1. Robert M. Seltzer, Jewish People, Jewish Thought: The Jewish Experience in History (New York: MacMillan, 1980) 297.
R. Hanina’s dictum was that “He who is commanded and fulfills is greater than he who fulfills though not commanded” (B.T. Kiddushin 31a).
I read this passage for my Talmud class at Jewish Theological Seminary some years ago. The topic is honoring one’s parents. According to the passage, Gentiles are not subject to this command, presumably because “Honor your father and your mother” is not one of the seven Noachide rules that Gentiles have to observe. Jews, however, are required to honor their parents. The point of the passage is that Jews who honor their parents in obedience to God’s command have more merit than Gentiles who honor their parents without being bound to such a requirement.

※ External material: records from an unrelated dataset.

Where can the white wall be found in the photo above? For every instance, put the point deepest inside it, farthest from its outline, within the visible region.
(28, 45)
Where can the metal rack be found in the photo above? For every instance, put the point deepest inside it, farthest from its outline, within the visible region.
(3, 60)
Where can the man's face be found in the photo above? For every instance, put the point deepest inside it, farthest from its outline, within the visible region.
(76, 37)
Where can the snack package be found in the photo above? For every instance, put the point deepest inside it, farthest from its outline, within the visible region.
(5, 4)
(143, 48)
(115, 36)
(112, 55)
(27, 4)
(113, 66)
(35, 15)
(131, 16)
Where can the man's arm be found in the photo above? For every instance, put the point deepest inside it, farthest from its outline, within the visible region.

For my Talmud partner, it should be the other way around: Wouldn’t those who do good without being commanded by God deserve more merit than those simply obeying God’s command? I mean, aren’t the mature stages of Kohlberg’s “stages of spiritual development” the ones in which the believer isn’t simply following orders, but is doing good because it’s, well, good? But, for Judaism, there’s a larger issue than just doing good: one should yield in faith and obedience to the God of Israel, who chose Israel for a special mission. Judaism advocated neither faith without good works nor good works without faith. They wanted the performance of good deeds to flow from a love of God that produced obedience, which would give the good deeds a cosmic significance within God’s purposes.
Unlike the Judaism of B.T. Kiddushin 31a, the apostle Paul believed that Gentiles were required by God to honor their parents (Romans 1:30). Many like to argue that Paul was influenced by the Jewish belief that Gentiles ought to observe the seven Noachide commandments. I disagree, if such a notion assumes that Paul thought Gentiles should only observe those seven commandments. Paul held that Gentiles should honor their parents as well.

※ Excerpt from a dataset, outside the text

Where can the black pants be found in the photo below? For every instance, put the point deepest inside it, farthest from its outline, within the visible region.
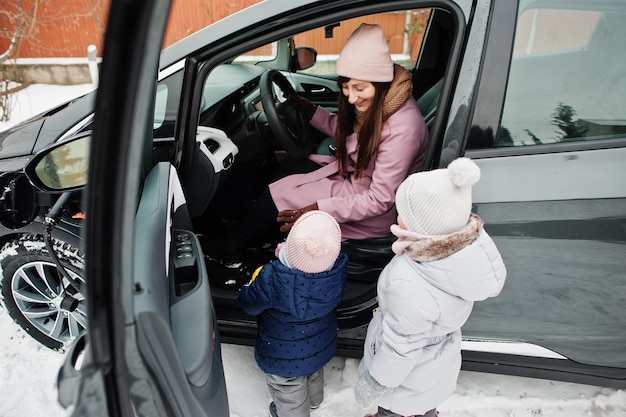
(260, 219)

2. Jon Levenson, The Death and the Resurrection of the Beloved Son (New Haven: Yale, 1993) 194.
We have already seen that the possible interpretations of the midrashic allusions to the blood of Isaac are three. The first is the minimalist view: no blood was spilled, but God graciously reckoned Abraham’s and Isaac’s devout intention as the equivalent of the bloody deed. Next comes the intermediate position: Abraham drew a fraction of Isaac’s lifeblood as a token of the sacrifice he was prepared to carry out. The third view is maximalist: the father slew his son, and the son gave up his life, in obedience to the command of God.
Offhand, I wonder how the third position (that Abraham actually killed Isaac) jibes with the part of Genesis 22 where the angel tells Abraham to do nothing to his son. But the issue is this: there’s a Jewish tradition that God blessed Israel on account of the blood of Isaac, the same way that Christians believe believers are blessed because of the blood of Christ. Was Isaac’s shed blood only potential? For some, the answer is “no,” for Isaac died for his descendants, Israel, and I guess he was resurrected soon thereafter.
Some of the issue may have been that Jews were being martyred, and they looked to Isaac as someone who died for God. Some thought it was enough of an inspiration that Isaac was willing to die. For others, that wasn’t sufficient, so Isaac must have literally and actually laid down his life.